Deployment

🚀 No GPU? No problem!

You don’t need to own a GPU to run TuFT. These guides show how to stand up a TuFT server on pay-as-you-go cloud providers — rent a GPU on demand and release it when you’re done. Train from your laptop (no local GPU) by pointing the Tinker SDK at the cloud server.

TuFT is a single, standard server (tuft launch). The deploy helpers in the deploy/ directory just run that exact server on rented compute and wire up storage, ports, and secrets for you — they don’t change anything about the product. Pick the backend that fits your workflow:

Modal

Serverless, scale-to-zero. Deploys a web endpoint that scales to zero when idle, billed per second. Suited to bursty or intermittent use.

Deploy on Modal
Lambda Cloud

A plain on-demand GPU VM, billed per minute until you terminate it. No orchestration layer; the instance runs until you stop it.

Deploy on Lambda Cloud

Which one should I pick?

If you want…

Use

Description

To scale to zero when idle

Modal

Serverless; scale-to-zero, per-second billing, managed proxy and volumes.

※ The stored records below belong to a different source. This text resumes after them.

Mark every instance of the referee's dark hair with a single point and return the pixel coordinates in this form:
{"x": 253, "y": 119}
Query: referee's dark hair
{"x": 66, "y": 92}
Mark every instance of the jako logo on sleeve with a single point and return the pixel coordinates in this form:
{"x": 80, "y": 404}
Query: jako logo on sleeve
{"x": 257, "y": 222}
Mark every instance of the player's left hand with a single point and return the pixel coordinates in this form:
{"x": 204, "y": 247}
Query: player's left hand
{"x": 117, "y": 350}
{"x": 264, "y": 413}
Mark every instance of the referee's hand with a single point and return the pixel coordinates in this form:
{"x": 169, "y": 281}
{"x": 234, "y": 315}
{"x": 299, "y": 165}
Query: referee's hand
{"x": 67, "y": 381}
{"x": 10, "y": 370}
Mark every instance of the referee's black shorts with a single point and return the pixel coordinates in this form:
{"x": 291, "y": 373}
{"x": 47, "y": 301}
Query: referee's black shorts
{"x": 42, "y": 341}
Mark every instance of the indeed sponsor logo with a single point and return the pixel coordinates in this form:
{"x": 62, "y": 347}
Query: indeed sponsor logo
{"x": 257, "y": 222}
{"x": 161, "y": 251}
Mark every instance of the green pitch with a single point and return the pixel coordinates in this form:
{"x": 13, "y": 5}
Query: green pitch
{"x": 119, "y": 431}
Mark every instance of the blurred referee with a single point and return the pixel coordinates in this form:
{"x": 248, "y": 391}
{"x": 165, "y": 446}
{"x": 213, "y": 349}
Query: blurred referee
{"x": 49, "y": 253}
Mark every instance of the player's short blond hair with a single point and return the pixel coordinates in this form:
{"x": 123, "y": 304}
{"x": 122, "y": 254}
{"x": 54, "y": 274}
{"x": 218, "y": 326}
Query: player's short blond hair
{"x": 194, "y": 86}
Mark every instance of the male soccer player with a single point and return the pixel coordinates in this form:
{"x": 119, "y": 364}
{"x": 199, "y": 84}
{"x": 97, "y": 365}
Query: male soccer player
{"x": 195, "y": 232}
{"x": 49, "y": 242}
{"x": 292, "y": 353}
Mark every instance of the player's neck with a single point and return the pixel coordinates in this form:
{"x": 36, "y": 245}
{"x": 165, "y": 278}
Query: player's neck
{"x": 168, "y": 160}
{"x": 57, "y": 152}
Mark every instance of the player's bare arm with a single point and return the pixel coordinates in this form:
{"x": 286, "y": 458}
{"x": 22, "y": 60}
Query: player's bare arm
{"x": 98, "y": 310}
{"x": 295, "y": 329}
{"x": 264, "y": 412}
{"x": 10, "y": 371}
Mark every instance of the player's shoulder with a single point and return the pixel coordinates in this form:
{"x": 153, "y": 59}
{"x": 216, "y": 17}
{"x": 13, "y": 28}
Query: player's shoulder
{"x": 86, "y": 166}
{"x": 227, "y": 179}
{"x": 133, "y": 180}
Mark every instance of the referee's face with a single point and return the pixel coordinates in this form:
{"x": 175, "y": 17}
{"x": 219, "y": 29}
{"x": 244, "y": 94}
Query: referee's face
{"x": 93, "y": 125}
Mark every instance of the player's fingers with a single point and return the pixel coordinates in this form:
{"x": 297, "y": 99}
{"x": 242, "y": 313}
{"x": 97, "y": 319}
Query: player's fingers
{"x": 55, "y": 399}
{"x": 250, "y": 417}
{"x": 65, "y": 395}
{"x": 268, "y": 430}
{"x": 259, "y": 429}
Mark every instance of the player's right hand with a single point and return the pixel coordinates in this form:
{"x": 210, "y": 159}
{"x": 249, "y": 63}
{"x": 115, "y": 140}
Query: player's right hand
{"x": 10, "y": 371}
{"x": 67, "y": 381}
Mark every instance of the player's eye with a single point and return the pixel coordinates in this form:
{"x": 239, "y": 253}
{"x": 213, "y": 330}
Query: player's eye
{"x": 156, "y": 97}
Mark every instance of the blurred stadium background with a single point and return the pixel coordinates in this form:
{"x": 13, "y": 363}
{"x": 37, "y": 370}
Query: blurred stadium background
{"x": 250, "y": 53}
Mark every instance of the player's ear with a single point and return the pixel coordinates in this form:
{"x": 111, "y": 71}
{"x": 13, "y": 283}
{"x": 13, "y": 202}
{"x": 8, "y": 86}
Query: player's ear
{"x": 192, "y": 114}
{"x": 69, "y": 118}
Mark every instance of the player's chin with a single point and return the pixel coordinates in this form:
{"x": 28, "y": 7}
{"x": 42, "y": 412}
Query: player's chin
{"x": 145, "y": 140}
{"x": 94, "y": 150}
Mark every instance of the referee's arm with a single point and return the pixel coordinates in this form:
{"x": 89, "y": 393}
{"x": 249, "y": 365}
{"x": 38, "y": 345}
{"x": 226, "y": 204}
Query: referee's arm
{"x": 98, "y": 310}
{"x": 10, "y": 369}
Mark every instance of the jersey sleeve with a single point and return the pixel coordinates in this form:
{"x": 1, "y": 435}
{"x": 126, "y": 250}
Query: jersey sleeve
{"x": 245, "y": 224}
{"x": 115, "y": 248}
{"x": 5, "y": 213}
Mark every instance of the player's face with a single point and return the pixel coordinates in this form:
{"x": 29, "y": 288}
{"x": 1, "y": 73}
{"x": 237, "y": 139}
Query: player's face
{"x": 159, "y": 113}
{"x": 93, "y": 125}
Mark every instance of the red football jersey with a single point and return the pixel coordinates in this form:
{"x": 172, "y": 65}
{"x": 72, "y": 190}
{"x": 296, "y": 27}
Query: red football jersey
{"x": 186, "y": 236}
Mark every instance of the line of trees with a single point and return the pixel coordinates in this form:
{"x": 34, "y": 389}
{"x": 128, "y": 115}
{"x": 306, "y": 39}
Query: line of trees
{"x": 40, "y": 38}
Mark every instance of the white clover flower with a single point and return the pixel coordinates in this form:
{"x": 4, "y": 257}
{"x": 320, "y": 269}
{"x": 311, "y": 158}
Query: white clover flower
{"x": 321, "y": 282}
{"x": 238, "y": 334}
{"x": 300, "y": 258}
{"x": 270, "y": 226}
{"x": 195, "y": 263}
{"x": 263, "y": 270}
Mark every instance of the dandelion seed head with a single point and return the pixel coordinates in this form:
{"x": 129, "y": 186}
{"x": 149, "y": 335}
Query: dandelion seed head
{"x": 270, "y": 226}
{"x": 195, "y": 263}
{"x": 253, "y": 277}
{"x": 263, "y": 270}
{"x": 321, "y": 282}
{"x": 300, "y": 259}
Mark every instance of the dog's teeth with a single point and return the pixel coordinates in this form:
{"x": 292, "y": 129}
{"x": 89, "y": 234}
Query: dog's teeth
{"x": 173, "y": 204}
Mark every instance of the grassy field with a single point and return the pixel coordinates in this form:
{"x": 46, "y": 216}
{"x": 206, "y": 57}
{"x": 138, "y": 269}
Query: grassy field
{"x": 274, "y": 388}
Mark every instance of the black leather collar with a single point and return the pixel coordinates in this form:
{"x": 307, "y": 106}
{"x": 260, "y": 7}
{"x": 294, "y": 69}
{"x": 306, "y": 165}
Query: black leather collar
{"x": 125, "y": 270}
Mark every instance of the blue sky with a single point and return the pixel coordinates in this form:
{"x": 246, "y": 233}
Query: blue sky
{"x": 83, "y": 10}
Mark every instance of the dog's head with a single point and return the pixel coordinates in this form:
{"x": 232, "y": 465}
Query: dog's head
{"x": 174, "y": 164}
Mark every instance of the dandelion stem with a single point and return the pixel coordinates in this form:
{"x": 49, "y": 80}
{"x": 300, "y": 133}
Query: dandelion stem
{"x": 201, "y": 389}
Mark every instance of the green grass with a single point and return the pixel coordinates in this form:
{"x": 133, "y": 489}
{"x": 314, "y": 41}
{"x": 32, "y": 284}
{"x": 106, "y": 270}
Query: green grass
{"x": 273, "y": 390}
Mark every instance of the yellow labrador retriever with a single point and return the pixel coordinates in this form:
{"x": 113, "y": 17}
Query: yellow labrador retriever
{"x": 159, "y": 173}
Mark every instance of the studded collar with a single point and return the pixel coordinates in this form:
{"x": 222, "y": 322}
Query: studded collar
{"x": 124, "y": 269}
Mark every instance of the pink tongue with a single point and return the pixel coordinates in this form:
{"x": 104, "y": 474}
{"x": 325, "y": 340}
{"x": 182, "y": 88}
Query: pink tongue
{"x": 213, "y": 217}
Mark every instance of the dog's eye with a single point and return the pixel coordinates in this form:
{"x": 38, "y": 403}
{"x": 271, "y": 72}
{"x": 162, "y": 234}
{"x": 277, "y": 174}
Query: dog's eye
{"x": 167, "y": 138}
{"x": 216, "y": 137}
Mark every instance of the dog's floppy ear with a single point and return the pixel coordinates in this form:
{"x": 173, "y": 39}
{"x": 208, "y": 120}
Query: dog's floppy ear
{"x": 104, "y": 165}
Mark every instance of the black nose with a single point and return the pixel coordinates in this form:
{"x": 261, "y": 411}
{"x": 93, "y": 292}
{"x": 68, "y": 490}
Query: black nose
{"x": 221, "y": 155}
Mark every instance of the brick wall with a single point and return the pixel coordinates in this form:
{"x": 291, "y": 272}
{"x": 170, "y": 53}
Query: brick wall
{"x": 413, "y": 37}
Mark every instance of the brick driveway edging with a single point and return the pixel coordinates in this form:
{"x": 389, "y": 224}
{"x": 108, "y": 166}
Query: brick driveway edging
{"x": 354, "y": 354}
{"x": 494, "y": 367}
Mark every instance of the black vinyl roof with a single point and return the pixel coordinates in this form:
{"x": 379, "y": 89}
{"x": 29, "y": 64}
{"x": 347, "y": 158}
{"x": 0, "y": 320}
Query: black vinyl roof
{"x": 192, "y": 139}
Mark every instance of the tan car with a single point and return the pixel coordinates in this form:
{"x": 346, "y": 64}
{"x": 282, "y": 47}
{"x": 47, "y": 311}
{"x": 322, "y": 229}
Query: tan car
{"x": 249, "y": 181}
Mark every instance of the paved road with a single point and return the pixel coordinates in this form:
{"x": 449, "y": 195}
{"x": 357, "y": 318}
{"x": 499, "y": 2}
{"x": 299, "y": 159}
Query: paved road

A single dedicated GPU instance

Lambda Cloud

On-demand, billed per minute until you terminate; no orchestration layer, no preemption.

Keeping the GPU busy

A single laptop-driven training run leaves the rented GPU under-utilized: the client tokenizes data, builds batches, and waits on HTTP round-trips between GPU bursts, so the GPU sits idle for much of the run. Because TuFT is multi-tenant, one deployed server can host several concurrent jobs or users on the same GPU — give each their own key under authorized_users, and raise max_loras so multiple LoRA adapters can train at once. Sharing this way improves utilization and splits the cost. It matters most on Lambda (billed continuously whether or not the GPU is working) and during active Modal sessions (the container is warm but the GPU is bursty).

Both guides walk through the same end-to-end example: configuring the server, deploying it, training a “talk like Yoda” LoRA on Qwen/Qwen3-0.6B from your laptop, and downloading the trained adapter — all reusing the runnable code in examples/personality_sft/.